HEY, WAKE UP, MAGGIE, I THINK I GOT SOMETHIN' TO SAY TO YOU!]

for what it's worth, i wrote my take -- that'd be the patient's take -- on the checklist (oops, free advertising for your next post, pit stop!)... last september:
cleverly called The Checklist.

Anonymous said...

Honestly, why would you care what Maggie thinks? Frankly, I stopped reading her crap long ago. She has an agenda and is good at only quoting studies supporting her agenda. She also does a piss poor job of actually critically reading the study rather parrots the conclusion. Then throw in a complete lack of hands on knowledge of our field. Frankly, I would personally take the slight ( I don't know what it is...as i said I refuse to read the shit she shovels) as a compliment.

Anonymous said...

In the very most precious development, we find that Gawande's speech has been plagerized!! It's so good plagerizers like it!

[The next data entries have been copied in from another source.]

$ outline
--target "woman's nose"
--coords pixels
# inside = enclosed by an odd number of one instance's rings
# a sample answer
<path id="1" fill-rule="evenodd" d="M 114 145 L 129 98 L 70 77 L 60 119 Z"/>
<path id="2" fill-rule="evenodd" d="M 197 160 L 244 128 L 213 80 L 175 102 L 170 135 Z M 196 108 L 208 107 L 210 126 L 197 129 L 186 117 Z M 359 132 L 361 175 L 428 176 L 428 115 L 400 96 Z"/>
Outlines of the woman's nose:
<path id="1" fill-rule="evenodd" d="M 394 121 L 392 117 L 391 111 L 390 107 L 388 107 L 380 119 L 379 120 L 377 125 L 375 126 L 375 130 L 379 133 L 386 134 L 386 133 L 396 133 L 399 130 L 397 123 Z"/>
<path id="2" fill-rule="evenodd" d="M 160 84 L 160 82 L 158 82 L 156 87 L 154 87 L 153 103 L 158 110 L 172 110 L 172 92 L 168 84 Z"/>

"Medical students at the University of Alberta are disappointed after they say their dean copied a graduation speech.

Students say a speech given by dean of medicine Philip Baker during a convocation banquet Friday night, which told personal stories about how medical science has helped his wife and children, was lifted from a talk given by surgeon Atul Gawande at Stanford University's 2010 medical school convocation."

http://www.cbc.ca/news/canada/edmonton/story/2011/06/12/edm-university-alberta-speech.html

I laughed till I cried.

Gary M. Levin said...

My first reaction to Maggie's comment about the number of physicians increasing from 2.5/patient to over 15/ patient at Johns Hopkins Hospital is that it must cost far more with 15 doctors than 2.5 . Not exactly is the 0.5 (med student). This sounds like supply far exceeding demand, which of course generates more billing and needless procedures. Am I missing something?